2 I am unclear at a use case for these approximate results when there are many other algorithms that do better? Is the USP of this version the free Boost licence? Or is it a placeholder for a future 'exact' version? Or is it fast, or small? Or just Boost.Math? Or is using Jacobi theta cool?

3 Most of the rationale for algorithms in Boost.Math is held in a specific Quickbook Rationale section. It's not ideal to expect casual users to need to ferret into the namespace detail header file. Another section on Accuracy could provide a suitable place for warnings too?

4 Now, I'm not convinced at the value of a worked example of the KS-test, especially as most would-be users should get a firm nudge towards the Anderson-Darling test already implemented by @NAThompson.
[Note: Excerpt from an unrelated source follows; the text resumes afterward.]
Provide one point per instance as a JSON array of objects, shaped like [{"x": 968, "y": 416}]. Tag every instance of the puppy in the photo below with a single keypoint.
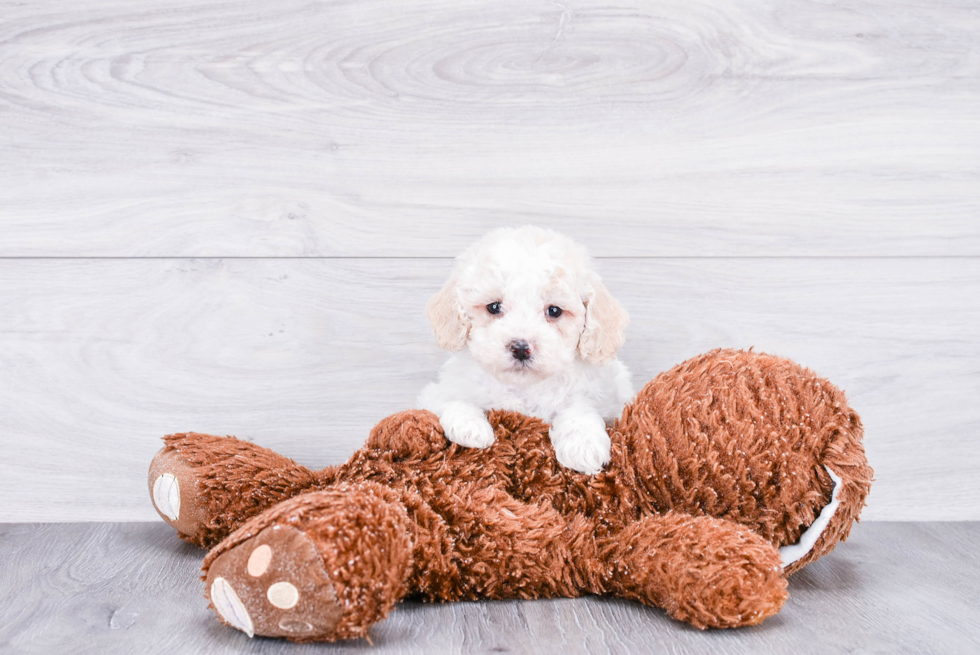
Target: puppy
[{"x": 533, "y": 330}]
5 Traditionally, Boost.math's mantra has been "First be right, then be Fast", so a future 'more exact' implementation would be excellent.

evanmiller commented 3 years ago

Well, I've given my private rationale for contributing this code elsewhere - the limiting distribution is not useless, it's not trivial, and it's not freely available in C/C++ form. I didn't use Jacobi theta to be "cool" but rather implemented the Jacobi theta functions in order to ensure the accuracy of this limiting distribution. The K-S code being small is a side-effect of me putting most of my time and effort into the Theta functions.

I think the confusion perhaps rightly arises out of the interface design. You'll see in #421 that I originally proposed putting "asymptotic" in the K-S name to be as clear as possible, but I decided instead to parameterize it with N so that small-N implementations could be dropped in later. It's possible that this was a mistake, but I didn't hear objections at the time.

If it's your judgment that end users are currently better served by A-D or by the Python/R implementations, then we can certainly skip the worked example until a more exact implementation is in place. I am also happy to look at any proposed changes to the documentation. For what's worth, I believe that the inaccuracies relative to the exact version will tend to inflate the Type II error rate rather than Type I error rate - while obviously not ideal, this is often acceptable in hypothesis-testing research contexts.

pabristow commented 3 years ago

I'm sorry if 'cool' came over as derogatory - it was't meant - after all it IS COOL!

And leads to small code size, so that is a use case.

I'm only concerned about confusion when the less-informed like me compare with other implementations. But clearer documentation should help.